IHE (Integrating the Healthcare Enterprise)has developed two profiles for use by HIE's for querying patient data. These are the Patient Identifier Cross Referencing (PIX)/Patient Demographics Query (PDQ) and Cross-Community Patient Discovery (XCPD). These profiles govern the transmission of a patient’s demographic information and the querying in search of matching patient data at the target organization and the formulation of a response to that query. Yet there is currently no standard set of patient identifying or demographic data mandated for use to identify patients at the time of service or used for record matching within and across healthcare information systems. Organizations rely on internal patient access policies and data governance principles to maintain the fidelity of their internal master patient index. The risks and the failure rate of current patient matching algorithms is underrecognized. With an error rate of less than 8% considered the industry standard, contemporary patient matching algorithms fall well short of the 0.1% error rate advocated by the HIT Standards commitee.[2][3]

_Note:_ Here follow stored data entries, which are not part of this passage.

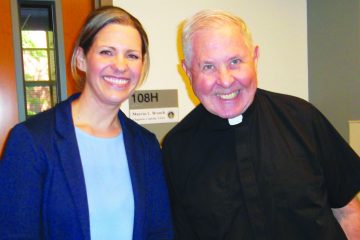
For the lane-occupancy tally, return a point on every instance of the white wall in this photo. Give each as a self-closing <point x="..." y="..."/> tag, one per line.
<point x="279" y="27"/>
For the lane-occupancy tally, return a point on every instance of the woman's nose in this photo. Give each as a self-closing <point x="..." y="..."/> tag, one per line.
<point x="120" y="63"/>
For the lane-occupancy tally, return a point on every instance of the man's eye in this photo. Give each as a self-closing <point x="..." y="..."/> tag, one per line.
<point x="235" y="61"/>
<point x="208" y="67"/>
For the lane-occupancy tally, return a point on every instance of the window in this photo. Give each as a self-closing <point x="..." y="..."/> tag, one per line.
<point x="41" y="85"/>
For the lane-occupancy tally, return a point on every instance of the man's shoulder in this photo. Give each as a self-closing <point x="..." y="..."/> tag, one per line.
<point x="187" y="125"/>
<point x="285" y="102"/>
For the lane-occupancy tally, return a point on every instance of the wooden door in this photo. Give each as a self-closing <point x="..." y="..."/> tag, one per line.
<point x="73" y="15"/>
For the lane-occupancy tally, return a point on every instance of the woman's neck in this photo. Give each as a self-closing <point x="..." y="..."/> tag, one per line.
<point x="95" y="120"/>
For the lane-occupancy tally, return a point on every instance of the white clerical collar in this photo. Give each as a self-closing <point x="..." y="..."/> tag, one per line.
<point x="235" y="120"/>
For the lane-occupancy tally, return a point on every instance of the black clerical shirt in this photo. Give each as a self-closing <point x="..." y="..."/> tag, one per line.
<point x="276" y="175"/>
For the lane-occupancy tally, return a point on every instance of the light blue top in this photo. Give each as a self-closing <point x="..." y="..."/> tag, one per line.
<point x="108" y="186"/>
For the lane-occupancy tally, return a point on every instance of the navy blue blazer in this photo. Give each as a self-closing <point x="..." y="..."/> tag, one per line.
<point x="42" y="186"/>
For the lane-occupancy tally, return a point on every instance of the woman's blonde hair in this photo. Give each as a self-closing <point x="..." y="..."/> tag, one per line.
<point x="97" y="20"/>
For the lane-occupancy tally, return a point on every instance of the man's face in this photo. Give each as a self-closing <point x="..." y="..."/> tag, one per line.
<point x="222" y="71"/>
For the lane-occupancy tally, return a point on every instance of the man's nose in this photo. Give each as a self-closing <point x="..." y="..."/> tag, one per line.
<point x="225" y="78"/>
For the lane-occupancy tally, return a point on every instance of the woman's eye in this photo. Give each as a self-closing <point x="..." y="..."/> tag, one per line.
<point x="134" y="56"/>
<point x="106" y="52"/>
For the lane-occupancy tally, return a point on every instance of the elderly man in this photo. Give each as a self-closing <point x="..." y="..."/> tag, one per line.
<point x="248" y="163"/>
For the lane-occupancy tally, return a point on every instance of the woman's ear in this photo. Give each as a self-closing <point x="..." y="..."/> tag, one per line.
<point x="80" y="59"/>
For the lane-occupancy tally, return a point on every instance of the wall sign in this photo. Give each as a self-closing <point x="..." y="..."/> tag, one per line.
<point x="154" y="106"/>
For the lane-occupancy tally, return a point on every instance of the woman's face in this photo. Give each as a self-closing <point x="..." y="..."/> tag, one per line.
<point x="113" y="64"/>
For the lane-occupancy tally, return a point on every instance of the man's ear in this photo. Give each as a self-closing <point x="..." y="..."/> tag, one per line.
<point x="256" y="54"/>
<point x="186" y="69"/>
<point x="80" y="59"/>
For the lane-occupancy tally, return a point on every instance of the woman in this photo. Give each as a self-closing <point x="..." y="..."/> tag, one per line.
<point x="83" y="169"/>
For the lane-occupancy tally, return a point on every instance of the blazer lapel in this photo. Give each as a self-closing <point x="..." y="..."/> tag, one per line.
<point x="71" y="163"/>
<point x="136" y="158"/>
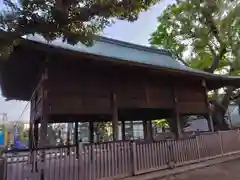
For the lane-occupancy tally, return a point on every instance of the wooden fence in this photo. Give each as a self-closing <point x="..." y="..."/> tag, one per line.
<point x="115" y="160"/>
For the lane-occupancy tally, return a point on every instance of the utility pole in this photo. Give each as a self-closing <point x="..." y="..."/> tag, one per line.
<point x="3" y="118"/>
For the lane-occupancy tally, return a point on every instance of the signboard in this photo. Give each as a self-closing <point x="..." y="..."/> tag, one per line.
<point x="2" y="139"/>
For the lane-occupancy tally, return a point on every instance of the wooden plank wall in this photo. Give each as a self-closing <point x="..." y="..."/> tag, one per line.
<point x="191" y="98"/>
<point x="87" y="90"/>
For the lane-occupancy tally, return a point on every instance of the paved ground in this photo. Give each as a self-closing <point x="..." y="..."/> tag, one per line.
<point x="224" y="171"/>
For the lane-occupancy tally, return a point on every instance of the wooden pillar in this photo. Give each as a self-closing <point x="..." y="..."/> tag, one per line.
<point x="114" y="116"/>
<point x="176" y="111"/>
<point x="145" y="131"/>
<point x="147" y="128"/>
<point x="123" y="131"/>
<point x="30" y="135"/>
<point x="76" y="138"/>
<point x="209" y="120"/>
<point x="36" y="135"/>
<point x="91" y="132"/>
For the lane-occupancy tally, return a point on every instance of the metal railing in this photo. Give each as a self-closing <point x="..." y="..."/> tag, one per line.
<point x="119" y="159"/>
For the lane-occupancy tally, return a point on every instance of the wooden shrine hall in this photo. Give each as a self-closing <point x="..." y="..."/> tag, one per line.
<point x="109" y="81"/>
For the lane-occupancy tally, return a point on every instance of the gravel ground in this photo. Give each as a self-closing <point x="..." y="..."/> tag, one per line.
<point x="224" y="171"/>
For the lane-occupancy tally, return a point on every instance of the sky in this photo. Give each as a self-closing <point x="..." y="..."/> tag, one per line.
<point x="137" y="32"/>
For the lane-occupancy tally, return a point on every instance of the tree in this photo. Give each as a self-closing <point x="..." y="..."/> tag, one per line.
<point x="72" y="20"/>
<point x="209" y="30"/>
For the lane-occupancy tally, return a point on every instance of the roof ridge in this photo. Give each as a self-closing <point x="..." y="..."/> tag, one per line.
<point x="132" y="45"/>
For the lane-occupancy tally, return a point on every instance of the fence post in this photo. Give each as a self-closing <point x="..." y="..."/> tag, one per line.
<point x="133" y="151"/>
<point x="3" y="169"/>
<point x="198" y="148"/>
<point x="220" y="142"/>
<point x="238" y="137"/>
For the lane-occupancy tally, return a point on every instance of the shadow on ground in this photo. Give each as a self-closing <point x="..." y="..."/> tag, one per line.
<point x="224" y="171"/>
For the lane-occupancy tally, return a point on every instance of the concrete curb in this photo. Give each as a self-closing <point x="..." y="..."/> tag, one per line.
<point x="157" y="175"/>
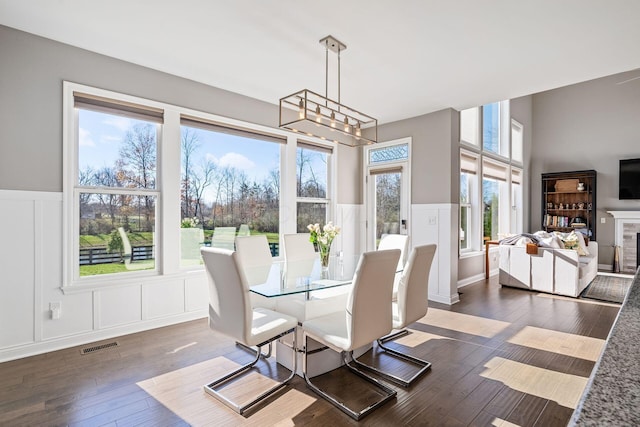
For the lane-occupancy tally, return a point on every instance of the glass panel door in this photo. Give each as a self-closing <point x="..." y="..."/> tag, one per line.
<point x="387" y="190"/>
<point x="388" y="195"/>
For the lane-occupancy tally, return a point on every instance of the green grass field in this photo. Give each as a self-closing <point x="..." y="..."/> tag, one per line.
<point x="137" y="239"/>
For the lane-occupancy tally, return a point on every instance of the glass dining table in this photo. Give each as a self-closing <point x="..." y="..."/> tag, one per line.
<point x="303" y="290"/>
<point x="284" y="278"/>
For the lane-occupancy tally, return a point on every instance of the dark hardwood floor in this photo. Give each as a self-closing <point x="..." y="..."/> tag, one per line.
<point x="500" y="357"/>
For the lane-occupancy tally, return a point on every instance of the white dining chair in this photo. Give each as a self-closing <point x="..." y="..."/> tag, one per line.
<point x="256" y="261"/>
<point x="231" y="314"/>
<point x="366" y="318"/>
<point x="411" y="305"/>
<point x="299" y="256"/>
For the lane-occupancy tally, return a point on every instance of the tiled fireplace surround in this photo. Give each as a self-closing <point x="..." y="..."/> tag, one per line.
<point x="627" y="227"/>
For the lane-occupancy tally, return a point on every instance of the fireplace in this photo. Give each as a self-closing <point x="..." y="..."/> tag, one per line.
<point x="627" y="238"/>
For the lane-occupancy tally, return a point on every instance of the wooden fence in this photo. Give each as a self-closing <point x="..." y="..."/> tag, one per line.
<point x="99" y="255"/>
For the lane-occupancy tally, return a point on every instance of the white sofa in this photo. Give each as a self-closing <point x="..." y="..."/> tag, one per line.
<point x="556" y="271"/>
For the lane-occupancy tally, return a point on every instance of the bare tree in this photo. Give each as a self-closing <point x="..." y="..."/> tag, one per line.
<point x="108" y="177"/>
<point x="137" y="163"/>
<point x="189" y="144"/>
<point x="199" y="182"/>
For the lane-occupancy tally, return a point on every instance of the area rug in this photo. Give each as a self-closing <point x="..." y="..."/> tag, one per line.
<point x="607" y="288"/>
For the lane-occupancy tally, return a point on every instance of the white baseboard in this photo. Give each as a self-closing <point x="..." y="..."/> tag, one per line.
<point x="605" y="267"/>
<point x="473" y="279"/>
<point x="443" y="300"/>
<point x="33" y="349"/>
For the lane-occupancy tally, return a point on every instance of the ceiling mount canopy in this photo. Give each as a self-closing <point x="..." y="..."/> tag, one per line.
<point x="315" y="115"/>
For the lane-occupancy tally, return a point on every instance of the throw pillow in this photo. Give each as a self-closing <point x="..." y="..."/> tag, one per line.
<point x="582" y="246"/>
<point x="570" y="241"/>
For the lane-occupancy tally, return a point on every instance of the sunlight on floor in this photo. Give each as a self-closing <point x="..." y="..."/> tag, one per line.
<point x="559" y="342"/>
<point x="578" y="300"/>
<point x="416" y="338"/>
<point x="174" y="351"/>
<point x="466" y="323"/>
<point x="499" y="422"/>
<point x="182" y="392"/>
<point x="564" y="389"/>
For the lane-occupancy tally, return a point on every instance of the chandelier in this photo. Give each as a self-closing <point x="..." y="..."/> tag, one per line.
<point x="312" y="114"/>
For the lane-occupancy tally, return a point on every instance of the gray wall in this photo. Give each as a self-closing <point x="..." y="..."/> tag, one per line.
<point x="435" y="154"/>
<point x="32" y="70"/>
<point x="591" y="125"/>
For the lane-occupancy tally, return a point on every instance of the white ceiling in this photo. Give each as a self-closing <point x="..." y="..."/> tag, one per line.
<point x="404" y="58"/>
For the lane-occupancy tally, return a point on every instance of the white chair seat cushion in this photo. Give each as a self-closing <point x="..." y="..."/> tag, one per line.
<point x="267" y="323"/>
<point x="330" y="329"/>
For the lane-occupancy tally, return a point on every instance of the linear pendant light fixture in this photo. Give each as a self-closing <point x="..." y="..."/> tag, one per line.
<point x="315" y="115"/>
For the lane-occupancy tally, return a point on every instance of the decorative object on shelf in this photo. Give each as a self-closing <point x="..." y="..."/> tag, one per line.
<point x="312" y="114"/>
<point x="322" y="239"/>
<point x="573" y="197"/>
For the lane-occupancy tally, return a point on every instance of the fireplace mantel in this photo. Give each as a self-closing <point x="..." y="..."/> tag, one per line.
<point x="627" y="229"/>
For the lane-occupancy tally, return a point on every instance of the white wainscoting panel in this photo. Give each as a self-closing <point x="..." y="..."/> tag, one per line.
<point x="162" y="299"/>
<point x="118" y="306"/>
<point x="31" y="278"/>
<point x="435" y="223"/>
<point x="17" y="271"/>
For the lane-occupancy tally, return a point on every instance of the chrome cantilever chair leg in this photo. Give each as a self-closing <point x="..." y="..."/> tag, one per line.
<point x="241" y="409"/>
<point x="254" y="351"/>
<point x="423" y="364"/>
<point x="389" y="393"/>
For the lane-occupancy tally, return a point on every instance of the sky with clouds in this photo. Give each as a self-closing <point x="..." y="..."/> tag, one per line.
<point x="101" y="135"/>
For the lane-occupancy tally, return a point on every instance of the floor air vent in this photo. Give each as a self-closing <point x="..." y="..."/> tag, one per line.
<point x="96" y="348"/>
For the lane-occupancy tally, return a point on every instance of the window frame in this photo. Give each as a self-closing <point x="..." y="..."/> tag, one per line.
<point x="472" y="204"/>
<point x="168" y="173"/>
<point x="509" y="198"/>
<point x="330" y="151"/>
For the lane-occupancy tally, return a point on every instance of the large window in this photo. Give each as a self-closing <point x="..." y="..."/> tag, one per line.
<point x="468" y="198"/>
<point x="147" y="184"/>
<point x="115" y="186"/>
<point x="490" y="175"/>
<point x="230" y="185"/>
<point x="312" y="173"/>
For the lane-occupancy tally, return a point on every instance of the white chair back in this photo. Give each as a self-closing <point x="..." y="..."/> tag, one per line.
<point x="230" y="309"/>
<point x="255" y="258"/>
<point x="244" y="230"/>
<point x="396" y="241"/>
<point x="413" y="288"/>
<point x="368" y="311"/>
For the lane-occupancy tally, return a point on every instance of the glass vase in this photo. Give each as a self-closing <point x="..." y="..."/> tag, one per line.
<point x="325" y="251"/>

Health Information Management professionals and patient safety advocates have long recognized the importance of strong patient identification methodology. With the promotion of data exchange and interoperability fostered by the ONC’s Meaningful Use incentive program, the need to address the gaps in patient identification and matching has gained increased focus across the HIT industry.

Many in the healthcare IT industry[4] (but not all[5]) have advocated for the development of the National Patient Health Identification Number (PHIN) as a panacea for the patient matching challenges. The 1996 Health Insurance Portability and Accountability Act (HIPAA) directed Health and Human Services (HHS) to develop a PHIN to support the legislation’s primary goal of portable and private healthcare records. Funding for this HHS work was withdrawn by Congress in 1998. Quashing of PHIN development was precipitated by privacy rights advocates and libertarians concerned about the undue intrusion on the lives of US citizens and the threat of hacking and identity theft.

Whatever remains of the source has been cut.